Cooperazione & Relazioni internazionali

Pietro Bartolo: «La mia vita su e giù per l’Italia a parlare di migranti»

Un intenso incontro del medico di Lampedusa protagonista di “Fuocoammare” con gli studenti di tre scuole di Piacenza, organizzato dal CSV Svep. «Per 25 anni sono stato immerso in silenzio nella sofferenza. Dopo il film dedico i fine settimana a raccontarla a tutti»

di Carla Chiappini

«È vero, ho salvato tante vite, a volte già chiuse nei sacchi dove si depongono i morti. Tanti bambini; alcuni li ho anche fatti nascere e allora in quei momenti mi sento bene, mi sento un uomo vero, una persona che dà senso alla propria vita. Certamente non un eroe».

Pietro Bartolo, medico dell’isola di Lampedusa protagonista del docufilm “Fuocoammare” (Orso d’Oro al Festival di Berlino 2016) parla nella biblioteca del Collegio Alberoni di Piacenza. Attorno a lui venti ragazzi delle “redazioni” dei giornalini di tre scuole della città (i licei Colombini e Cassinari e Istituto Romagnosi), che lo intervistano a lungo. «Ogni volta che ti trovi a fare un’ispezione cadaverica, soprattutto su un bambino, – prosegue, – hai la sensazione che stia accadendo qualcosa di disumano, di vergognoso, che accade quasi tutti i giorni e di cui nessuno parla più. E ti senti molto male».

L’incontro, avvenuto pochi giorni fa e organizzato dal CSV di Piacenza SVEP, dall’associazione “La Ricerca Onlus” e dall’Opera Pia Alberoni, non è che uno dei tantissimi a cui il medico si presta per «parlare dei migranti, di queste persone che affrontano immani sofferenze per salvarsi dalle guerre o dalla fame». Si svolge in due parti: prima l’intervista con i ragazzi, poi un dibattito nel salone gremito davanti a un pubblico che lo ascolta ammutolito.

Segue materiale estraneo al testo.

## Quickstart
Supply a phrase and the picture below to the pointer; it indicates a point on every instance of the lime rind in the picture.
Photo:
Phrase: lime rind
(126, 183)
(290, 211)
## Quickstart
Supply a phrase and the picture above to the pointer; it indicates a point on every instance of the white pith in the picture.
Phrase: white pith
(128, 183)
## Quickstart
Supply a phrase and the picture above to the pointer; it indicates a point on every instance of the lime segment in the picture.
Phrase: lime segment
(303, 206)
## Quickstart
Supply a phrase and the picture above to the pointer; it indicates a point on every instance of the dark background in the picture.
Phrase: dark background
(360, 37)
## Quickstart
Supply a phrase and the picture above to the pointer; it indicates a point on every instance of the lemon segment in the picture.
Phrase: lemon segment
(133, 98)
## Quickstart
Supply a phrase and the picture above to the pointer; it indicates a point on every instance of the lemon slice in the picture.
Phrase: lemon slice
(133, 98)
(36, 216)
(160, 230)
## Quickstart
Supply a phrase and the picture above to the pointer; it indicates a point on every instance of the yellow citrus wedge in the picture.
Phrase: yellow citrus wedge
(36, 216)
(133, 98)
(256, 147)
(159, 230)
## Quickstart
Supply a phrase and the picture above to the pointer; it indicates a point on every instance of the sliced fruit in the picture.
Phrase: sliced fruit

Sono con lui anche Lorenzo Bianchi, giornalista inviato di guerra per il Resto del Carlino, prigioniero – con alcuni colleghi italiani e non – di Saddam Hussein, e Benedetta Cappelli, giovane ostetrica piacentina impegnata con Medici Senza Frontiere in una missione di salvataggio nelle acque di Sicilia. Mentre il giornalista piacentino Giangiacomo Schiavi editorialista del Corriere della Sera, fa da moderatore.

Ma è Bartolo il mattatore della giornata. Le sue parole si scaldano quanto una ragazza gli rivolge la domanda su come media si comportano rispetto una vicenda tanto complessa come la migrazione. «I media, come anche i politici, – risponde Bartòlo, – a volte sembrano impegnati soprattutto a seminare odio e paura. Fanno terrorismo mediatico e per questo dovrebbero essere puniti. Ci sono due mestieri che io stimo più di tutti gli altri: quello degli insegnanti e quello dei giornalisti. I primi perché hanno tra le mani la formazione dei ragazzi e i secondi perché possono dar voce a chi non ce l’ha. Sono stato io stesso per 25 anni immerso nella sofferenza dei migranti in silenzio, senza che nessuno si desse la pena di raccontare alla gente cosa stava succedendo nella nostra isola. Poi due anni fa è arrivato a Lampedusa questo personaggio straordinario, Gianfranco Rosi, che voleva capire e mi faceva domande e poi ha fatto questo docufilm in cui ha raccontato al mondo la straordinaria storia della nostra isola e delle persone che arrivano da un mare dove, purtroppo, tanti di loro hanno trovato la morte».

Un film, “Fuocoammare” che cambiato inevitabilmente anche la vita di questo medico. «È stato un fatto molto importante che ha risvegliato l’attenzione e la sensibilità di tanta gente, – spiega infatti Bartòlo. – E da allora sono due anni che dedico i miei fine settimana a girare su e giù per l’Italia. Perché, vedete, morire di guerra è terribile ma morire di fame è ancora peggio; è un tormento che ti fa soffrire ogni giorno per tanti giorni per cui io non riesco ad accettare la distinzione tra rifugiati e migranti economici. Sono tutte persone disperate che tentano di salvare sé stesse e i loro bambini».